そういう意味では、古き良き天声人語は朝日新聞の名物コラムで、じっくり何度も味わえる読み物だったなという感じがします。それは今の天声人語を嘆く形での思い出の美化ではないでしょう。
今の天声人語は今も昔も変わらない社説とどこか似てきた感じがします。私にとってはもはや情報収集のための速読の対象に成り下がってしまいました。非常に残念ですが。

by ビギナー(2006年05月27日 01:49)

>ビギナーさん

どうも。昔の天声人語はもうちっと読み応えがあったような気がするんですが、それは私が子供だったせいでしょうか。

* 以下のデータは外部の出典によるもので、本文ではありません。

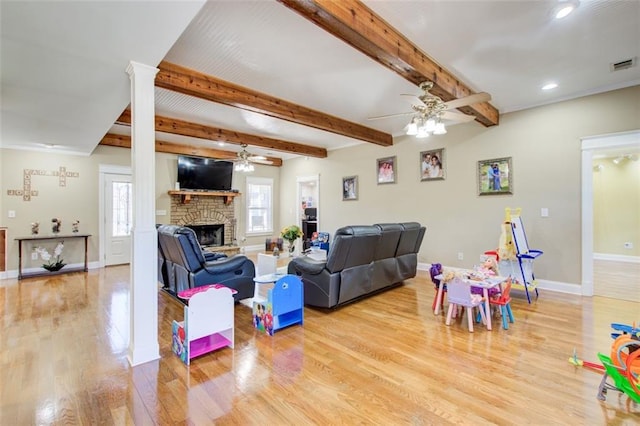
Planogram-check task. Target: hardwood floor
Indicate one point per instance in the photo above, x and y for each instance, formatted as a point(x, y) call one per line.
point(385, 360)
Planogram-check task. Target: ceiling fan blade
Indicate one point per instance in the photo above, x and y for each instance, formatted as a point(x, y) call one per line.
point(468, 100)
point(391, 115)
point(264, 161)
point(416, 97)
point(457, 116)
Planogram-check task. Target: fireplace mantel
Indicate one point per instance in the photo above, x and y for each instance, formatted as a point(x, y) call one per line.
point(186, 195)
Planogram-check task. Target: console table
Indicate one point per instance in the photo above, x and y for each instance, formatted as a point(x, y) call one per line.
point(64, 270)
point(228, 250)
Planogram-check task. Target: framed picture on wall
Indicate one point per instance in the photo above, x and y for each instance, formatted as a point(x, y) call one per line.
point(495, 176)
point(386, 170)
point(350, 188)
point(432, 165)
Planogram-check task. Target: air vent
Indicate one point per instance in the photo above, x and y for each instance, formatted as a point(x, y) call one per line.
point(623, 65)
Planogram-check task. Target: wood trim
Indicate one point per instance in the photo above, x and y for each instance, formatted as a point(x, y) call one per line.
point(185, 196)
point(201, 131)
point(124, 141)
point(358, 26)
point(194, 83)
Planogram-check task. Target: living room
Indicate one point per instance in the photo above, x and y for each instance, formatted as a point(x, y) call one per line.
point(386, 359)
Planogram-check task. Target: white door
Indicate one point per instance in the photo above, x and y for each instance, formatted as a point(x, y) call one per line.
point(118, 216)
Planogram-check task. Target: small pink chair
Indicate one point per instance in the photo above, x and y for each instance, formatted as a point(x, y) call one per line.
point(459, 294)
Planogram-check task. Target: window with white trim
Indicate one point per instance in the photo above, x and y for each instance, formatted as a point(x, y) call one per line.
point(259, 214)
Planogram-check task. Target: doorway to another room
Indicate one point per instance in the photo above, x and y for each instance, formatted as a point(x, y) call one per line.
point(116, 215)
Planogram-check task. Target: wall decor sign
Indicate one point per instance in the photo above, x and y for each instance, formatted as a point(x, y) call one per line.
point(26, 192)
point(495, 176)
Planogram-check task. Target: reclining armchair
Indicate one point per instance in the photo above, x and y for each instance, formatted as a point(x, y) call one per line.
point(191, 269)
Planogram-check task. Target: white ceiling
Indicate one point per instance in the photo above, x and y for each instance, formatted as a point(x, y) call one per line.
point(64, 82)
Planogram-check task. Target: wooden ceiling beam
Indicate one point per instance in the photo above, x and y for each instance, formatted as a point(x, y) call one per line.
point(190, 82)
point(124, 141)
point(357, 25)
point(200, 131)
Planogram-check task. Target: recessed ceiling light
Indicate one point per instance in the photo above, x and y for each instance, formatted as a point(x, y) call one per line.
point(564, 8)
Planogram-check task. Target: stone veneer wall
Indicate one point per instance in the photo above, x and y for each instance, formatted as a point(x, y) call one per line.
point(207, 210)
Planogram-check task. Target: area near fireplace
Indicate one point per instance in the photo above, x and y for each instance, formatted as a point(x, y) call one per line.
point(211, 218)
point(209, 235)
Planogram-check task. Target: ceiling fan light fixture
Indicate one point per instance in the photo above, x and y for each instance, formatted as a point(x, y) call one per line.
point(564, 8)
point(430, 125)
point(412, 128)
point(422, 132)
point(440, 129)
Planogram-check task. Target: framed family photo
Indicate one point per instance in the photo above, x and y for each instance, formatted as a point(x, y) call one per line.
point(386, 170)
point(495, 176)
point(432, 165)
point(349, 188)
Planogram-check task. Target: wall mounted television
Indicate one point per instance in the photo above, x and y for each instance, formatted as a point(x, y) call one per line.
point(204, 174)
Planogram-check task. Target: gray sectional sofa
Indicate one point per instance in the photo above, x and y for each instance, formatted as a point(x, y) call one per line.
point(362, 260)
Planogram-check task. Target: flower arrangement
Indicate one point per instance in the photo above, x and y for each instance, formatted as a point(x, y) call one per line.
point(56, 224)
point(53, 264)
point(291, 233)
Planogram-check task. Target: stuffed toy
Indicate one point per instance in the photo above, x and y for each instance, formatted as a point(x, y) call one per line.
point(506, 247)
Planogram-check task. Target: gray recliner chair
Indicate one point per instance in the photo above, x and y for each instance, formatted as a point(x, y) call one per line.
point(191, 269)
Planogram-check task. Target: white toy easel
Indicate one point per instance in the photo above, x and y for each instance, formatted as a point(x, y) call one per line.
point(514, 256)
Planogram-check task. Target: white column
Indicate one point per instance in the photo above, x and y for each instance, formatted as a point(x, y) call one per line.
point(143, 302)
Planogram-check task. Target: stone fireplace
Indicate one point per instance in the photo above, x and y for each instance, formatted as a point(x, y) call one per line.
point(211, 215)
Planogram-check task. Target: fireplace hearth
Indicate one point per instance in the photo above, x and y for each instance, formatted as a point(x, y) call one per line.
point(209, 235)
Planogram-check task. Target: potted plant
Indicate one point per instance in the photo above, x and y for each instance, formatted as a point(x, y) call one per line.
point(291, 233)
point(53, 263)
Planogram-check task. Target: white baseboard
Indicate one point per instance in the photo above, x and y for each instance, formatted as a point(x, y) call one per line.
point(556, 286)
point(616, 257)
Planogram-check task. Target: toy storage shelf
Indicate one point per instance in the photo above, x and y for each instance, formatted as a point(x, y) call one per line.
point(207, 344)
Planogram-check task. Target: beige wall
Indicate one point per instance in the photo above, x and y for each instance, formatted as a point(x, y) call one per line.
point(545, 147)
point(616, 207)
point(77, 200)
point(544, 144)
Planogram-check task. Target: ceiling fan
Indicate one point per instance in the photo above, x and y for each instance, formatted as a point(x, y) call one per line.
point(429, 112)
point(244, 160)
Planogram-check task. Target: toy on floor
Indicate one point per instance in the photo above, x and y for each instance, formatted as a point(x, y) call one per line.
point(623, 366)
point(581, 363)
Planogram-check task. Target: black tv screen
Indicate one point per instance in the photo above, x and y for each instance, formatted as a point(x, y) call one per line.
point(206, 174)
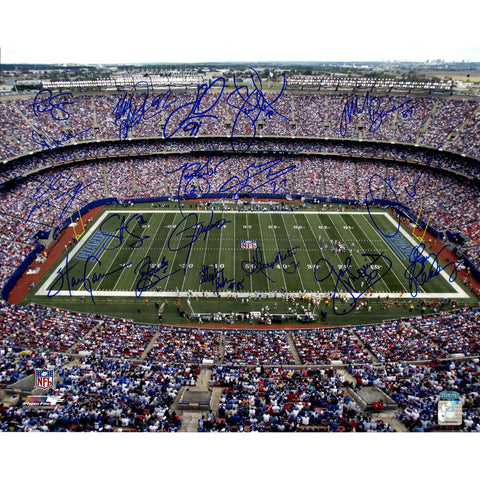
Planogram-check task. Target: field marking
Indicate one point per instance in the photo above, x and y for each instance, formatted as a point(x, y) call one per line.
point(43, 290)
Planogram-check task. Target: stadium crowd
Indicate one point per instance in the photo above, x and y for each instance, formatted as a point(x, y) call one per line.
point(57, 160)
point(133, 383)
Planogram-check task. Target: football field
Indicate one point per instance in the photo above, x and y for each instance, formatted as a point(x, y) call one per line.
point(235, 253)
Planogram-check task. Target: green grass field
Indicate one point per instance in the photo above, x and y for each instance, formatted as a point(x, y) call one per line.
point(312, 255)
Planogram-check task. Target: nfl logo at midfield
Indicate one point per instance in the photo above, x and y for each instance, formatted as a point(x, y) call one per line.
point(248, 244)
point(44, 378)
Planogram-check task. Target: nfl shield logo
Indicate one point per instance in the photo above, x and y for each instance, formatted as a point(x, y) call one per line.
point(44, 378)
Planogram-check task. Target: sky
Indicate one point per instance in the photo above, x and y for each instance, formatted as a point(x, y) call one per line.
point(184, 31)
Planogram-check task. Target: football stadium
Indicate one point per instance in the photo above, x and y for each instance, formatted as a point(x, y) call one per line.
point(192, 253)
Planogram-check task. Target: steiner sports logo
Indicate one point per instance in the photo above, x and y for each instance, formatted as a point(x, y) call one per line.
point(248, 244)
point(44, 378)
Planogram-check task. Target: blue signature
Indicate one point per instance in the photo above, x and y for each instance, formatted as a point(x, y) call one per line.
point(46, 102)
point(195, 177)
point(188, 117)
point(66, 281)
point(388, 183)
point(251, 104)
point(57, 184)
point(125, 227)
point(236, 183)
point(191, 230)
point(370, 199)
point(129, 114)
point(151, 274)
point(258, 265)
point(371, 105)
point(417, 273)
point(51, 143)
point(347, 279)
point(217, 278)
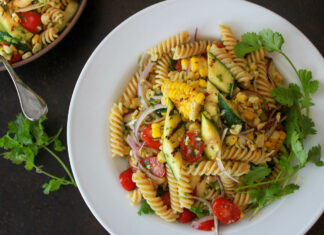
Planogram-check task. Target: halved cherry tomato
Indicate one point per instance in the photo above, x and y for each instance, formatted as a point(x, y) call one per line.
point(16, 57)
point(157, 168)
point(226, 211)
point(148, 139)
point(186, 216)
point(191, 147)
point(178, 65)
point(207, 225)
point(30, 20)
point(166, 199)
point(125, 179)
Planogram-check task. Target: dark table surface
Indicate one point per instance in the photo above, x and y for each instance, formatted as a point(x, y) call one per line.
point(24, 209)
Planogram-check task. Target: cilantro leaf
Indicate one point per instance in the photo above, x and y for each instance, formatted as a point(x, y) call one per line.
point(284, 163)
point(307, 126)
point(257, 173)
point(200, 212)
point(52, 185)
point(286, 96)
point(314, 155)
point(271, 41)
point(305, 77)
point(298, 149)
point(145, 208)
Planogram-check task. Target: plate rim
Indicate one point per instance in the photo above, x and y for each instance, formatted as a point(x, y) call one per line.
point(81, 77)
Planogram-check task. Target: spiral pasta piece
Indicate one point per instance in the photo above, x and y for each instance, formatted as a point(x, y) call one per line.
point(242, 200)
point(244, 155)
point(255, 57)
point(135, 197)
point(173, 189)
point(165, 46)
point(48, 36)
point(263, 85)
point(239, 74)
point(189, 49)
point(148, 192)
point(230, 41)
point(209, 167)
point(118, 147)
point(229, 186)
point(185, 190)
point(162, 67)
point(131, 91)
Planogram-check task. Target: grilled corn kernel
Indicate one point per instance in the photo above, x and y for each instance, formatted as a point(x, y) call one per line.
point(184, 64)
point(231, 140)
point(282, 135)
point(202, 83)
point(203, 72)
point(35, 39)
point(156, 130)
point(161, 157)
point(194, 64)
point(241, 98)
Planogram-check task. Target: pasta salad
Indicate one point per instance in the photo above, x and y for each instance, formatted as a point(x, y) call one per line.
point(27, 26)
point(211, 130)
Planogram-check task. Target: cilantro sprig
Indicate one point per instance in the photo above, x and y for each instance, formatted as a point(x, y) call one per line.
point(23, 142)
point(298, 125)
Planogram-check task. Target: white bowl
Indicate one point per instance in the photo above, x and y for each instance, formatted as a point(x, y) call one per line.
point(107, 73)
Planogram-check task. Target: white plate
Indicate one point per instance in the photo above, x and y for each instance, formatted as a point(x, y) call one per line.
point(106, 75)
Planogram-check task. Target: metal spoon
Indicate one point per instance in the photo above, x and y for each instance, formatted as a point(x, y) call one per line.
point(32, 105)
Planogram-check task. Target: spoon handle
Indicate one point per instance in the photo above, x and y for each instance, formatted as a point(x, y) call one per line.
point(32, 105)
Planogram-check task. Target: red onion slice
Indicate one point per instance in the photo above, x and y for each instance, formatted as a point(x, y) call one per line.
point(222, 168)
point(140, 85)
point(143, 115)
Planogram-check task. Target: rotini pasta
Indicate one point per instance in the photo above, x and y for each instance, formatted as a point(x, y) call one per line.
point(165, 46)
point(31, 25)
point(195, 123)
point(147, 190)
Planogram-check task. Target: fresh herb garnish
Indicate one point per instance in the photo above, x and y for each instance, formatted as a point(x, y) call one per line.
point(145, 209)
point(298, 125)
point(23, 142)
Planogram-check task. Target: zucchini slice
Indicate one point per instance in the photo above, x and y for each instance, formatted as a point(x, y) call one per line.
point(220, 75)
point(172, 135)
point(211, 138)
point(230, 115)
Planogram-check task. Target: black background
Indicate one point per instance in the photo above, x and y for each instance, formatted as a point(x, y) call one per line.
point(24, 209)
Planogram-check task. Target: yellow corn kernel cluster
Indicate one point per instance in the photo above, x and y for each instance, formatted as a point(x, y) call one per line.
point(161, 157)
point(199, 64)
point(185, 96)
point(157, 129)
point(276, 140)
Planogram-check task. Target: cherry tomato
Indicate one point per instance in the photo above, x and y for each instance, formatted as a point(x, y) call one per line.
point(207, 225)
point(30, 20)
point(125, 179)
point(186, 216)
point(166, 199)
point(148, 139)
point(226, 211)
point(191, 147)
point(157, 168)
point(16, 57)
point(178, 65)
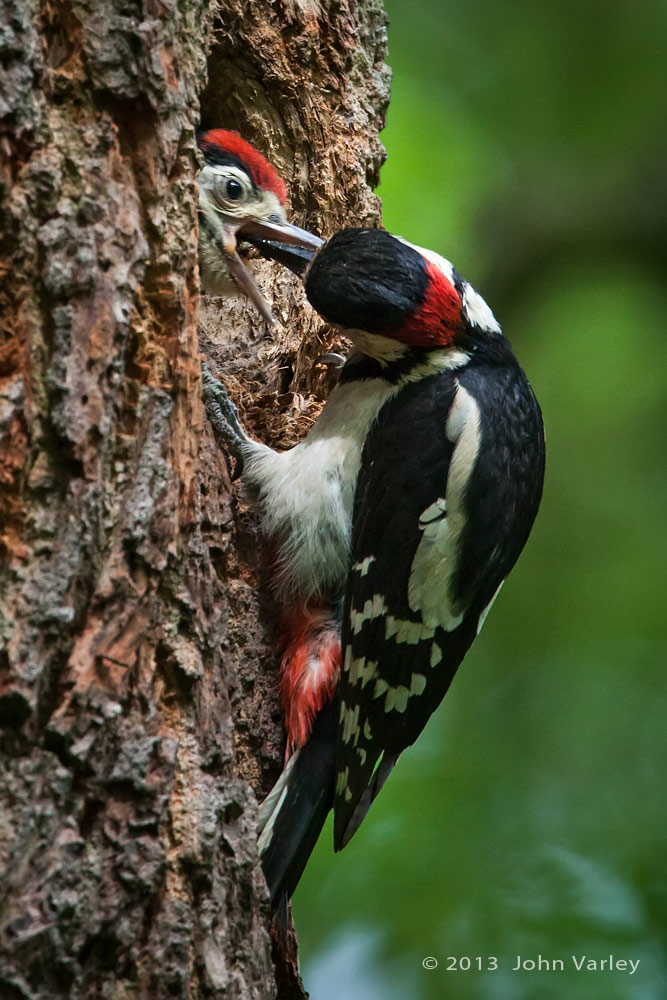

by 池田蛇足@管理人(2006年05月26日 08:59)

先の『半落ち』の話ではないですが、論点を盛り込みすぎて争点がぶれてしまった駄文の典型例。しかも、天声人語というコラムの少ない文字数の中でこれ程いろんな争点を盛り込んだら、論理の飛躍が生じうるのは稀ではありません。
そのような過ちを社説でも繰り返すことが稀にあるのは、「朝日新聞」というブランドに多数の読者がいささか信頼を置き過ぎているのもあるし、スタッフもこの執筆者なら大丈夫のような信頼を措き過ぎていた結果かもしれません。
これは全盛期の頃のライブドアに対するメディアやそれを知覚する一般の人々または株主が抱いた信頼と同じ論理でしょう。
そう言う私も少し争点はずれてはいるんですが、東京地検のような冷静な目を養いたいものです。

しかし、一番のパラドックスは「朝日新聞社」も営利社団法人である企業が利潤追求の社会悪性を説くことですね。「いや、我が社には公共性がある」というのは反論にはならないでしょう。いろんなメディアと競い合って顧客の獲得に精力を尽くしているんですから。